It’s been a busy week here in Israel. With security “experts” spreading FUD about the the coming infocalypse, management types all around the country entered a national state of panic. So after all this is over, it’s time to look back at what we had and what we can learn from this.
Prelude to the storm
For weeks prior to April 7th, various (mostly Arab/Muslim) “hacking groups” have been threatening to “Wipe Israel from the Internet” – why anyone thought this is even possible still remains a mystery, with Israeli ISP bandwidth in the Tbps range, at least an order of magnitude more than even the largest DDoS volumes to date.

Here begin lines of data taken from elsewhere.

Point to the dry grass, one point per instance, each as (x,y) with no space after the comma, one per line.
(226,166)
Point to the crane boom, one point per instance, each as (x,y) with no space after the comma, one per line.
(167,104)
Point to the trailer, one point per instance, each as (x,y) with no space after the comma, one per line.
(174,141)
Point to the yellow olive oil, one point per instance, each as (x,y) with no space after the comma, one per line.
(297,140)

All that didn’t matter to security experts, who were quick to warn of anything between critical infrastructure failing to internet being slow, and the mass media that devoted and incredible amount of attention to the issue. One “security company” even suggested users uninstall their browser on April 6th and re-install on April 8th, a suggestion that in my opinion earns them a triple face-palm.
The actual storm
Come late afternoon April 6th local time, the #OpIsrael hash-tag went into overdrive, in data centers around the country admins stood ready to repeal the evil haxorz and news reporters just waited for some juicy headline, and then 6 hours later a government website went offline for a few minutes.
Yep, that’s about the most important thing that happened.

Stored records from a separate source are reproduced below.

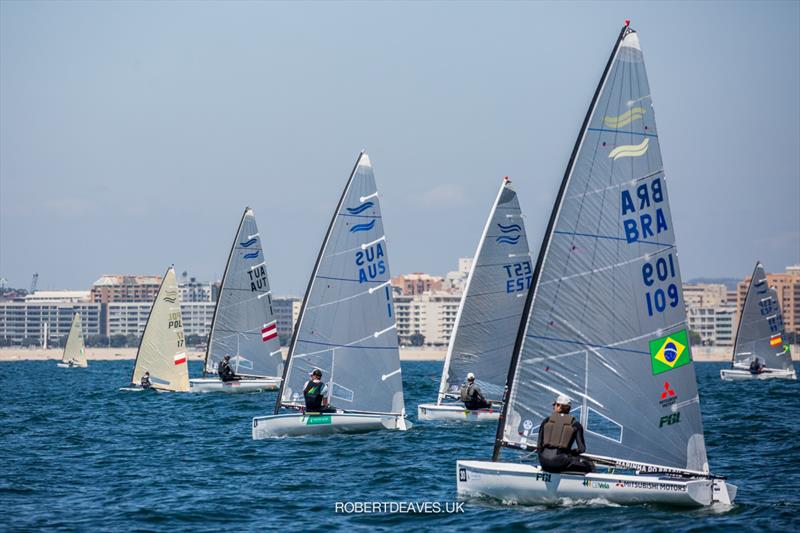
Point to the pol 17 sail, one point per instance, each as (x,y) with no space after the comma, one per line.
(244,325)
(761,331)
(605,322)
(162,350)
(347,325)
(494,296)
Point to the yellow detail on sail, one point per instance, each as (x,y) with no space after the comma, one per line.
(634,113)
(630,150)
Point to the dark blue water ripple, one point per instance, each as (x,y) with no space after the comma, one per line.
(79,455)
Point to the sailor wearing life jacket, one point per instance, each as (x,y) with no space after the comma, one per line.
(315,394)
(557,434)
(471,395)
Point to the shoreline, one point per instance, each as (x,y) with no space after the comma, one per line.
(703,354)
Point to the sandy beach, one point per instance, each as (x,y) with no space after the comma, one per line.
(700,354)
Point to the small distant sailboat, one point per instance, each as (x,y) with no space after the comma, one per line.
(760,335)
(346,327)
(488,317)
(244,325)
(605,324)
(162,350)
(74,351)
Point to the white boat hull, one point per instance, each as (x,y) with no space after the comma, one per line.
(529,485)
(735,374)
(242,385)
(296,424)
(452,411)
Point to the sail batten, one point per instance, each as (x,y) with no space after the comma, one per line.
(346,326)
(761,329)
(244,325)
(478,343)
(605,322)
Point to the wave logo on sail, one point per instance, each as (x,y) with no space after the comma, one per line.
(508,229)
(672,351)
(363,227)
(631,115)
(360,209)
(630,150)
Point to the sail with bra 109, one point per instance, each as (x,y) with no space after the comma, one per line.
(494,296)
(605,322)
(244,325)
(761,331)
(346,326)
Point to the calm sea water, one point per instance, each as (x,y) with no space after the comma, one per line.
(77,454)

Sure, there were some websites defaced, most are various SOHO business PR sites, that were probably broken into week prior to the OP. In some cases the defacement was so lame that it amounted to implanting a page on the server and just pointing the twitter link to it without affecting the website itself.
The level of amateurism was so high that among the chosen targets were a not-for-profit organization that arranges various fun activities for children with cancer, both Jew and Arab, a left leaning news paper – Haaretz and Machsom Watch a human rights organization.

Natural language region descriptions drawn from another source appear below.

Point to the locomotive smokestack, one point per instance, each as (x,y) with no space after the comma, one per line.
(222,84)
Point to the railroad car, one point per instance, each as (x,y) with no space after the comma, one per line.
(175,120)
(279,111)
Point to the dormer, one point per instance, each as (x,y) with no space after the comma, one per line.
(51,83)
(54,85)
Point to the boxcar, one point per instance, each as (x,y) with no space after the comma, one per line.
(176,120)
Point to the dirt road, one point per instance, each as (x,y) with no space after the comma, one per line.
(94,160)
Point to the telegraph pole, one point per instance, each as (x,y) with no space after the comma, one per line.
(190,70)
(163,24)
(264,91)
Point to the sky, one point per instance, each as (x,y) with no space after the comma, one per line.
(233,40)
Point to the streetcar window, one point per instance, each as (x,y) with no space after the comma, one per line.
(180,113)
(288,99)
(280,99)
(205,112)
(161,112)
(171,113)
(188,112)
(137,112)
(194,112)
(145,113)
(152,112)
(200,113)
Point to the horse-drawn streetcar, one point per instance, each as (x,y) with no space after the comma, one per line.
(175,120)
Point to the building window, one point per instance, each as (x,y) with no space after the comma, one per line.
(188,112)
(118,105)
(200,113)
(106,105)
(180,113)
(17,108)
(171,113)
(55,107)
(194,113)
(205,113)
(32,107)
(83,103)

As the op has passed, I think we have all learned a valuable lesson. We – the INFOSEC community – need to look deep down and admit that many have over-hyped this thing for all the wrong reasons. The panic that has been created was unwarranted and driven by PR and marketing considerations, was it worth it? What we may have created here is a situation where the boy cried wolf too many times, when the time comes we won’t have the credibility we so need. As far as public education goes, we should have seized this opportunity not to spook people, but rather to educate them of the dangers lurking online, to make them more aware and less gullible, instead they were driven into a scare without any real advice on what to do. The real challenges before us, I think, will be dealing with the sudden interest by management in information security and finding ways to help ensure that the public in general is better protected than it is today.
The first challenge will probably revolve on driving the management away from costly DDoS prevention technologies towards what the organization really needs and wise security practitioners should take advantage of this position in the short term.
The second challenge is much harder, I leave it to you the community to figure out.